The final instalment of the horror franchise Saw has topped the box office in its opening weekend.
Saw 3D is the seventh film in the ultra-violent series which has been described as ‘torture porn’. Earlier this year the franchise was named the most successful horror series of all time.
Saw 3D has been classified by the BBFC as suitable viewing for people over the age of 18. Once a film has been passed by the BBFC with an 18 certificate it is then able to be shown on television in due course. We are concerned that once this film is shown on television (as previous films in the franchise have been) it will be very easy for children to access - particularly on video-on-demand services such as iplayer, itvplayer and 4OD. Ofcom research shows that fewer than a third of parents use the password protected services available to screen what their children have access to.
We can no longer ignore the fact that what viewers see on screen has an effect. Even the Government recognises this and is reported to be asking the producers of soap operas to include safe sex messages in their programmes.

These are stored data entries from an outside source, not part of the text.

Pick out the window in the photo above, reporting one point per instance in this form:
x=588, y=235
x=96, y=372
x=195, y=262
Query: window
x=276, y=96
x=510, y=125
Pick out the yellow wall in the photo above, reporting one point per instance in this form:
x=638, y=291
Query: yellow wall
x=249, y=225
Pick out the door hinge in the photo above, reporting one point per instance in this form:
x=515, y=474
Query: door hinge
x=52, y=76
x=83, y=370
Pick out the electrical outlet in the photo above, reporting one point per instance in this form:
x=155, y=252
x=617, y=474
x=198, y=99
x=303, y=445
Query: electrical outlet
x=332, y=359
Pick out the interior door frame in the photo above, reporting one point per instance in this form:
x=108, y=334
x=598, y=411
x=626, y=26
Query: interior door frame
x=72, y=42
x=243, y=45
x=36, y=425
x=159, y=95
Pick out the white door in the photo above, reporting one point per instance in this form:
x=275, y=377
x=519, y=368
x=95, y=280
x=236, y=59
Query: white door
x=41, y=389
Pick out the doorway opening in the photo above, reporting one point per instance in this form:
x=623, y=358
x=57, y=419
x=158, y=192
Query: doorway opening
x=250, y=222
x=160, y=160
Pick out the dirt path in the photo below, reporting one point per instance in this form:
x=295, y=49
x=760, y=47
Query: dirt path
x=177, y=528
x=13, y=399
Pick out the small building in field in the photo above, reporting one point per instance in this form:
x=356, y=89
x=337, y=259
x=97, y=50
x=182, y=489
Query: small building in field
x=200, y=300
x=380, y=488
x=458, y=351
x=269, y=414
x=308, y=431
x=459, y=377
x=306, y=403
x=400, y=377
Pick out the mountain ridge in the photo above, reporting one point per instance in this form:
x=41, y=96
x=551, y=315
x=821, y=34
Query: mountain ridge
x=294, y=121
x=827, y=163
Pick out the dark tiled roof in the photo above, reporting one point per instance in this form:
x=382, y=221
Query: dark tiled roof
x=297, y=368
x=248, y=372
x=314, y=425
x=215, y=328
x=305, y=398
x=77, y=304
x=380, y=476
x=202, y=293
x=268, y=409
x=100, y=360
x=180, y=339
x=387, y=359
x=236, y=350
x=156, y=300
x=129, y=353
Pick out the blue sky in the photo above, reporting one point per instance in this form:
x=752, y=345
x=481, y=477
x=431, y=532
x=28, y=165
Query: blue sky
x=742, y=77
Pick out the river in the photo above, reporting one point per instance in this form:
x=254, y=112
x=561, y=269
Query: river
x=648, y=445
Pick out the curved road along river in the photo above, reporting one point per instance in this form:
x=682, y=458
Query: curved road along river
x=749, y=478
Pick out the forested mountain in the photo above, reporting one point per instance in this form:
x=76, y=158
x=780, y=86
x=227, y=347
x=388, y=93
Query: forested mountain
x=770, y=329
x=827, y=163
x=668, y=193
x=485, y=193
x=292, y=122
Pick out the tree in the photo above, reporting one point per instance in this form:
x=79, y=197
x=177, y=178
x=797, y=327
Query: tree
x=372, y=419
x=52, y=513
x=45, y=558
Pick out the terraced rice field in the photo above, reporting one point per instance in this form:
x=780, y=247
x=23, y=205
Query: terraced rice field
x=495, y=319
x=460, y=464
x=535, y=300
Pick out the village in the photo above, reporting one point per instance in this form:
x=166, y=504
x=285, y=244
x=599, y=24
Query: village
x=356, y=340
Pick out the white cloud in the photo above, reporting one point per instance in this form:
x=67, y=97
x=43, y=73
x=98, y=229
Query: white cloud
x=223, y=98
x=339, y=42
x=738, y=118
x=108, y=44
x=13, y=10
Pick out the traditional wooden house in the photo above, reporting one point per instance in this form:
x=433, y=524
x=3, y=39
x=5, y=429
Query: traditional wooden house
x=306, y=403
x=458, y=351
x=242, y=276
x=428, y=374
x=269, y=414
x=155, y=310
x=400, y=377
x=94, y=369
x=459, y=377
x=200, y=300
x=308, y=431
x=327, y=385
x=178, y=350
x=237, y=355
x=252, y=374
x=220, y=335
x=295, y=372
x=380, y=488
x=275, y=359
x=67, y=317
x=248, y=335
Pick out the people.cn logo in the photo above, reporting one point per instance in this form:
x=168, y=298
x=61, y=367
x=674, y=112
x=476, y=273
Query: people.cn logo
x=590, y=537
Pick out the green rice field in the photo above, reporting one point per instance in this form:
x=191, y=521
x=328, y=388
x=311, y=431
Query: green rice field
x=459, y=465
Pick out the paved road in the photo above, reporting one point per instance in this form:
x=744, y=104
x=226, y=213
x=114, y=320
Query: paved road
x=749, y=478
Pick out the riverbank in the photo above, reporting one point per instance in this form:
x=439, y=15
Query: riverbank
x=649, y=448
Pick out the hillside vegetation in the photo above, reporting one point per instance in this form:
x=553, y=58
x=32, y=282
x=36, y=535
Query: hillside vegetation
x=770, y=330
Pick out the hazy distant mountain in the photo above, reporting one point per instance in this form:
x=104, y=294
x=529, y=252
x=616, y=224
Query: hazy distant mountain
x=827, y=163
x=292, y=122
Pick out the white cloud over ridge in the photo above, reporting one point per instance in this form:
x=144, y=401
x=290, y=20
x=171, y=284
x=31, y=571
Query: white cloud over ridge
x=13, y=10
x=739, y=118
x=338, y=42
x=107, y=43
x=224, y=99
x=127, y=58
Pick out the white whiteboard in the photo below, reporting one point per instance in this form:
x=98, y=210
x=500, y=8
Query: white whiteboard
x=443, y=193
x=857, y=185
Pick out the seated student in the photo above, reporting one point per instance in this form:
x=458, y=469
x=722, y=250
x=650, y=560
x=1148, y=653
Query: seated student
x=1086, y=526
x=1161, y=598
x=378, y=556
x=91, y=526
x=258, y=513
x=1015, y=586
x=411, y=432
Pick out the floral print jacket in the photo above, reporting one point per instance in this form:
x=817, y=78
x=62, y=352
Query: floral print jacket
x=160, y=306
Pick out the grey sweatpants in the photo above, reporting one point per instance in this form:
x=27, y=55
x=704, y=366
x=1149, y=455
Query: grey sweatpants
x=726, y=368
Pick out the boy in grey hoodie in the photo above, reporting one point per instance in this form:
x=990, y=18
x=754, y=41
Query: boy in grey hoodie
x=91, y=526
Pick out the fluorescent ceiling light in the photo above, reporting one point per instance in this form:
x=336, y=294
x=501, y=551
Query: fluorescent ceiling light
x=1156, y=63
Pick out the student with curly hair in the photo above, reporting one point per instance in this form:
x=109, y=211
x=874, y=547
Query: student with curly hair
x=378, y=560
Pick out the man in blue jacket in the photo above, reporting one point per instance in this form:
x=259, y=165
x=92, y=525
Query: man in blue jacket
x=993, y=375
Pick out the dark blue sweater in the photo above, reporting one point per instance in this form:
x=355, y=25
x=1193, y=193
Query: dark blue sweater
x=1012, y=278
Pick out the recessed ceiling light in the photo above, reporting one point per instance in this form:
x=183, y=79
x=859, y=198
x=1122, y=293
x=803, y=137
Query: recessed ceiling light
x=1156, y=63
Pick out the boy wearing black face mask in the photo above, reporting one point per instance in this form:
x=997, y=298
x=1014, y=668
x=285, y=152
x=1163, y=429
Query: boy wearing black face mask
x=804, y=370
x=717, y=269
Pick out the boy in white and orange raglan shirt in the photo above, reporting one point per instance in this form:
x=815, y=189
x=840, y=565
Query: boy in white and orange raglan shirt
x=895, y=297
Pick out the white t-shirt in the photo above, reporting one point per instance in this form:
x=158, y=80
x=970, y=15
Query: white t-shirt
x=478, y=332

There are numerous studies linking exposure to violence in the media with violent behaviour.
If drug companies now have to pass the most stringent test to show their products don't harm even the smallest proportion of takers, should violence on the screen be any different?
Bearing in mind the cost to society, and the misery of the victims of violent behaviour, if there is the slightest possibility that media violence can cause harm is this worth the risk in the interests of entertainment?